Но тут загремели ржавые цепи и петли, свет хлынул мне в глаза, и передо мной возник этот мотылек Кларенс! Я разинул рот и чуть не задохнулся от изумления.

– Что! – сказал я. – Ты еще здесь? Сон кончился, а ты остался? Пропади!

Но он, со свойственным ему легкомыслием, только рассмеялся и принялся потешаться над моим печальным положением.

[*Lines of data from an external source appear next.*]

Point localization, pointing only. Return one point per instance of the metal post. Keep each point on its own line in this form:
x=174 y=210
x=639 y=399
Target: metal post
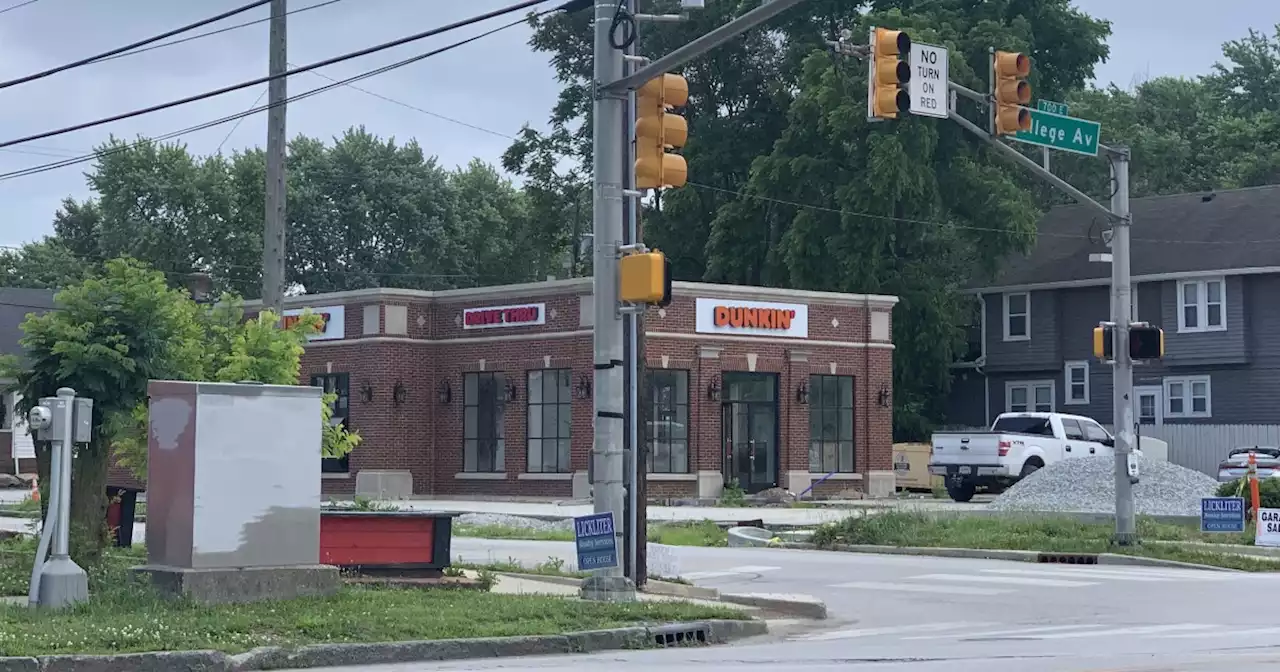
x=1123 y=368
x=62 y=581
x=608 y=138
x=273 y=233
x=629 y=325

Заключительный постскриптум автора

Уже рассвело, когда я отложил рукопись. Дождь почти перестал, мир был сер и печален, буря, утихая, вздыхала и всхлипывала. Я подошел к комнате незнакомца и прислушался возле двери, слегка приоткрытой. Я услышал его голос и постучал в дверь. Мне никто не ответил, но я снова услышал его голос. Я заглянул в комнату. Он лежал на спине в постели и говорил прерывисто, но с вдохновением, разметав руки, которые он то сжимал, то разжимал, как больной в бреду. Я тихонько подошел к нему и наклонился над ним. Он продолжал бормотать. Я заговорил, чтобы привлечь его внимание. Радостью и благодарностью озарились его тусклые глаза, землистое лицо порозовело:

– О Сэнди, ты пришла наконец!.. Как я тосковал по тебе! Сядь рядом со мной… не покидай меня… никогда больше не покидай меня, Сэнди, никогда, никогда… Где твоя рука? Дай мне руку… вот так, дорогая, все теперь хорошо, я снова счастлив… Мы счастливы снова, правда, Сэнди? Ты такая неясная, ты расплываешься, как туман, как облако, но ты здесь, и это такое блаженство… я держу тебя за руку, не отнимай у меня свою руку, я недолго буду держать ее, я скоро… А где наша крошка?.. Алло-Центральная!.. Она не отвечает. Спит, может быть? Принеси ее, когда она проснется, и дай мне потрогать ее ручки, ее личико, ее волосы и попрощаться с нею… Сэнди! Да, ты здесь. Я на минуту забылся и думал, что ты ушла… Давно я болен? Наверно, давно; наверно, больше месяца. А какие сны мне снятся! Странные и страшные сны, Сэнди! Сны, более похожие на действительность, чем сама действительность, – бред, конечно, но такой отчетливый! Мне снилось, что король умер, мне снилось, что ты в Галлии и не можешь вернуться домой, мне снилось, что была революция… в фантастическом бреду мне чудилось, будто Кларенс, я и горсточка моих курсантов сражаемся против всех рыцарей Англии! Но даже не это было самым странным. Мне снилось, будто я человек из другого века, из грядущего века, и это казалось мне действительностью! Ну да, будто я был внезапно перенесен из того века в наш, а потом опять в тот век, и очутился вдруг, одинокий и всем чужой, в незнакомой мне Англии… и будто между мной и тобой лежит пропасть в тринадцать веков! Между мной и моим домом, моими друзьями! Между мной и всем, что дорого мне, всем, ради чего стоит жить! Ужасно… Ужаснее, чем ты можешь себе представить, Сэнди. Ах, посиди со мной, Сэнди, не оставляй меня ни на минуту, не давай мне опять потерять рассудок. Смерть – вздор, пусть она приходит, лишь бы не было только тех снов… те сны для меня пытка… Я не в силах их больше терпеть… Сэнди!..

Еще некоторое время он несвязно бормотал, потом затих: смерть, видимо, приближалась. Внезапно пальцы его стали шарить по одеялу, и я понял, что наступает конец. Когда горло его сжала предсмертная судорога, он слегка приподнялся и, казалось, прислушался, затем сказал:

– Труба?.. Это король! Спускайте мост! Людей на стены замка!.. Потушите…

Он готовил свой последний «эффект», но так и не довел его до конца.